The reason the PCI DSS is generally viewed as too prescriptive and overbearing in its demands for security procedure that is so much is that card data theft occurs on a daily basis. What is more relevant is polymorphous, or that whilst card date larceny can be caused by intelligent hackers malware, or cross-site scripting if not card skimming using PEDs that are imitation.
So what’s the alternative? Tokenization will not help if it gets targeted by malware or if it gets switched off, or if it’s a struggle with a windows patch, or just avoided by a card – additionally it will not protect against an unintentional or malicious violation that is internal.
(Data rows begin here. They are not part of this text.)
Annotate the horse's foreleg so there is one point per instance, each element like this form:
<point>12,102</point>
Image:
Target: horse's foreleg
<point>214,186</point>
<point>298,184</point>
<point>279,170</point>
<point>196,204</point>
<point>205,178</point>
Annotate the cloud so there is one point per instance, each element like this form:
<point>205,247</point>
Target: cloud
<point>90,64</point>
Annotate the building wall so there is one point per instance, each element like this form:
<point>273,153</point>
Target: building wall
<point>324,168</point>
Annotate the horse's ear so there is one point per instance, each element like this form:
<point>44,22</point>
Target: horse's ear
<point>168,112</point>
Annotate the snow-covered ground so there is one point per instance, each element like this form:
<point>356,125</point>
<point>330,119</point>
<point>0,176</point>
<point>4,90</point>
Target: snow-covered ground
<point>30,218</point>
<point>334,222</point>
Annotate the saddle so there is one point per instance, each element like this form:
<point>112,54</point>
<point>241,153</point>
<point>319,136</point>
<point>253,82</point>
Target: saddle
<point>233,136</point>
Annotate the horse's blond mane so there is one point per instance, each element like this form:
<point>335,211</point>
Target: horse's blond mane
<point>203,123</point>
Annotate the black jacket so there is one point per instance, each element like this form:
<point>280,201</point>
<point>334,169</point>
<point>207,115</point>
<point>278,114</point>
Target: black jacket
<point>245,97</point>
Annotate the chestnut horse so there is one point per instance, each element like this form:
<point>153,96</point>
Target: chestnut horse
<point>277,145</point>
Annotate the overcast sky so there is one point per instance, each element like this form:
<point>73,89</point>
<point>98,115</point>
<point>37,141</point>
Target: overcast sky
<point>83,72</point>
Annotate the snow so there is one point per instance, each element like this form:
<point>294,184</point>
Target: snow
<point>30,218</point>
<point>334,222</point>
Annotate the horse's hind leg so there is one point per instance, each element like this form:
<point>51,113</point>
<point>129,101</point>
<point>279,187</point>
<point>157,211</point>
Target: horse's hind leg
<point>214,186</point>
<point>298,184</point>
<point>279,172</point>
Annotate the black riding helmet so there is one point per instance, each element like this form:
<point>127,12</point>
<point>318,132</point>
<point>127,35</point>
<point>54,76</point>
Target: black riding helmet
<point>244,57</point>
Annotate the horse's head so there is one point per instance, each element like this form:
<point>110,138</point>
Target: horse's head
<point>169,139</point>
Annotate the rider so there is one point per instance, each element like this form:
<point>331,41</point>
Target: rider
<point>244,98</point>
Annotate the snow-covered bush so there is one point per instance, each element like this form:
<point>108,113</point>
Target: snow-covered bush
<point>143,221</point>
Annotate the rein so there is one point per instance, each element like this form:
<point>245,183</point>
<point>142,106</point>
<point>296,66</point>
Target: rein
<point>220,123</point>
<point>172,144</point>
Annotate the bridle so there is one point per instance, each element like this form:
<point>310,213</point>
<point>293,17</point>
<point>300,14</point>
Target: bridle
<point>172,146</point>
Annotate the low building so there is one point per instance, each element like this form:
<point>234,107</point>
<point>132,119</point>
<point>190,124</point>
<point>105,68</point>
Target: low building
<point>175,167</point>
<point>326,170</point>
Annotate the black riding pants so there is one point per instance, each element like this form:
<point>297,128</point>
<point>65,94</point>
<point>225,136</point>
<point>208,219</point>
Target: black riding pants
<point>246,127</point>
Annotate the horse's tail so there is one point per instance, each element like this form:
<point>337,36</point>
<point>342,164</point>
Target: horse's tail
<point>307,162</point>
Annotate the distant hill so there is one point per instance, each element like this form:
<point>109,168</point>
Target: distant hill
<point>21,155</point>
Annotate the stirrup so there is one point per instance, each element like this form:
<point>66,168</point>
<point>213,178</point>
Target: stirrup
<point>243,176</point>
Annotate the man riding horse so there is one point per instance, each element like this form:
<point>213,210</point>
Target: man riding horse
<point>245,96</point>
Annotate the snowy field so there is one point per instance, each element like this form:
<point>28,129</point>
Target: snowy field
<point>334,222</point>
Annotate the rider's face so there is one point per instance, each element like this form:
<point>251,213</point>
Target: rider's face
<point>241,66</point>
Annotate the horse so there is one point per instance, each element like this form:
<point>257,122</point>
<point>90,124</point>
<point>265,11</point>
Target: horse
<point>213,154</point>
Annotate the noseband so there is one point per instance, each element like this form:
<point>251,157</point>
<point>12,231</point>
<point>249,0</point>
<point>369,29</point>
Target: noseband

In summation – Tokenization is undeniably a security measure that is good for protecting cardholder data, but it does not remove the need to execute all PCI DSS measures. ‘There hasn’t been and there ISN’T ANY SILVER BULLET as it pertains to security. Actually the only practical means to fix card data theft is layered security, managed all the time with strict checks and balances. What PCI Retailers want now and will continue to need later on is quality, proven PCI options from a specialist with a lengthy background in practicing the Art of Layered Security, joining multiple security areas to shield from outside and internal dangers, joining such things as great change management, file integrity observation with SIEM for example to supply the required vigilance crucial for tight data protection security.
NNT is a top supplier of general Security and PCI DSS and Compliance options. As Security Services Provider and a PCI DSS Compliance Applications Maker, we’re steadfastly focused on helping organizations protect their sensitive information against network violations and security risks in the cost effective and best way. NNT options are straightforward to use and offer extraordinary affordability, making it affordable and simple for organizations of any size keep and to attain conformity constantly. Each product has the guidelines of the PCI DSS at its heart, which could then be tailored to satisfy outside compliance initiative or any internal best practice.